Personally, what I think is the most important thing when it comes to presentation is to know who your audience is. You will not have a successful presentation if you can’t bond effectively with your listeners and it all starts by knowing who will attend your presentation.
Resonate – a book by Nancy Duarte
Nancy Duarte, CEO of Duarte Design (the firm behind Al Gore’s presentation “An Inconvenient Truth”) recently released a new book titled “Resonate”. It is a simple book but how effective at teaching you the basics (and more) at making sure that your message in your presentation resonates with the audience. The author argues that in order to “resonate” with your audience you must follow simple rules. One of these rules is: “If a presenter knows the audience’s resonant frequency and tunes to that, the audience will move.
Duarte says that before a presentation, you must know who your audience is by segmenting them in groups. In other words, segment them by answering this question: “Who are they?” You may segment them by lifestyle, knowledge, motivation and desire, values, influence, and respect. That is what I exactly did few weeks ago…
Presenting your research to academics – what’s their background?

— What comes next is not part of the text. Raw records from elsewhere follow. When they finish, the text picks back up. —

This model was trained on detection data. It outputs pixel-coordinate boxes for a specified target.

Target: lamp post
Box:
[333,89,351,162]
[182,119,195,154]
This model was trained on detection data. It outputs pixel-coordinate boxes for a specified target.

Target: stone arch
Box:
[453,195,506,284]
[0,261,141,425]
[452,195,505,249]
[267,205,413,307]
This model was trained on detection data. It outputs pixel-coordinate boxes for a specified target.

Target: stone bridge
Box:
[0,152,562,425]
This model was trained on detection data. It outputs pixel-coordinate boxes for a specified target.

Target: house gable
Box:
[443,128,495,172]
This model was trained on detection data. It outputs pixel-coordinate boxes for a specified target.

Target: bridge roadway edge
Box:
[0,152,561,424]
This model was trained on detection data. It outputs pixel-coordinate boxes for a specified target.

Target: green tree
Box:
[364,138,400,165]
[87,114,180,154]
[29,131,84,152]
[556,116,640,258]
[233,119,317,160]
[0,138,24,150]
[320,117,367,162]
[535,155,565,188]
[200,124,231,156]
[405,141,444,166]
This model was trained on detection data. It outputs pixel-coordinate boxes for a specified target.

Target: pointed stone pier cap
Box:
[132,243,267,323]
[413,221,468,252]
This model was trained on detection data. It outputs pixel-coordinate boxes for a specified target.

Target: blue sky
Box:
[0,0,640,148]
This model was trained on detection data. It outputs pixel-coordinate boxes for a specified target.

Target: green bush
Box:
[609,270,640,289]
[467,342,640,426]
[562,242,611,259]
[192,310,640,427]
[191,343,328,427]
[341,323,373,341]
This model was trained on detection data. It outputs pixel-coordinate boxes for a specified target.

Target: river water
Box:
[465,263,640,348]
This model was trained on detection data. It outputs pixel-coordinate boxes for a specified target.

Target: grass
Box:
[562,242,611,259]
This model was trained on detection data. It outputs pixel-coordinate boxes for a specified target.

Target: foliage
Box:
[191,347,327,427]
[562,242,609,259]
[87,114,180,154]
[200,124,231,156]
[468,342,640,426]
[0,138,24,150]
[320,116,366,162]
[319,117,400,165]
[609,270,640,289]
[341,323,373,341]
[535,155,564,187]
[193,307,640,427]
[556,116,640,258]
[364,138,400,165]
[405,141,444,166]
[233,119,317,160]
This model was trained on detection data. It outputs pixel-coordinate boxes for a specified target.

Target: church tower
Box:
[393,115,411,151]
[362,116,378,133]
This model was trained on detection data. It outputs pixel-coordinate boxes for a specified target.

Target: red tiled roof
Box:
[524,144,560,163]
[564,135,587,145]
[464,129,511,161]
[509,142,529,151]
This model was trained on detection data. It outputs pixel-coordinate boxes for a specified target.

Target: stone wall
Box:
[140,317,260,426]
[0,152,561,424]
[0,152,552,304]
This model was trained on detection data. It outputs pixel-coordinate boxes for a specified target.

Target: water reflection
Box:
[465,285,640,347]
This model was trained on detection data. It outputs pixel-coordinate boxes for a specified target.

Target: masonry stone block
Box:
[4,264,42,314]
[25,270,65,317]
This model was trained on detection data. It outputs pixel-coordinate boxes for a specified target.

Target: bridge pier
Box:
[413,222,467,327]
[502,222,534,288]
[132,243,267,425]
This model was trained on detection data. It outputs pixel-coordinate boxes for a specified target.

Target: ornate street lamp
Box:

I had to present my Masters Degree research to my department, not for defending my thesis, but to demonstrate that my research has a good chance to publish in the upcoming year. My research is titled “Do Political Institutions Affect the Choice of the US Cross-Listing Venue?” Now, since I did my research in the international business department and not finance (despite my work being more a finance discipline type of research) I was presenting to a group of academics with various backgrounds such as economics, finance, political science, strategy, etc. So like usual, I did some very basic and quick research on the background of the individuals assisting my presentation. I asked my research director who will attend the presentation and researched them on the web. I quickly realized that many comes from different background and consequently I would face some difficulties at making my research “resonate” with them if I don’t take this into account.
When I started my presentation, one of the first thing I did is to read the title of my work and say right away that I expect many to be 100% clueless of what my title or research is all about. The second thing I did was not to dive directly in the work/research itself but to take time and define three things:
(1) What is “Cross-Listing”?
(2) What is a “Cross-Listing Venue”?
(3) What do I mean by “Political Institutions”
Again, my title of my work is “Do Political Institutions Affect the Choice of the US Cross-Listing Venue?” (to be available soon on SSRN and my website)
I made sure that everyone understood these three set of terms and the research question. I also tried my best to relate each terms with various research fields. This was really appreciated by my audience. We were all on the same page from the beginning. Then it was easy for me to carry them on through my research. If I had dive in my research from the start, it would have been a major failure…quite early in the presentation!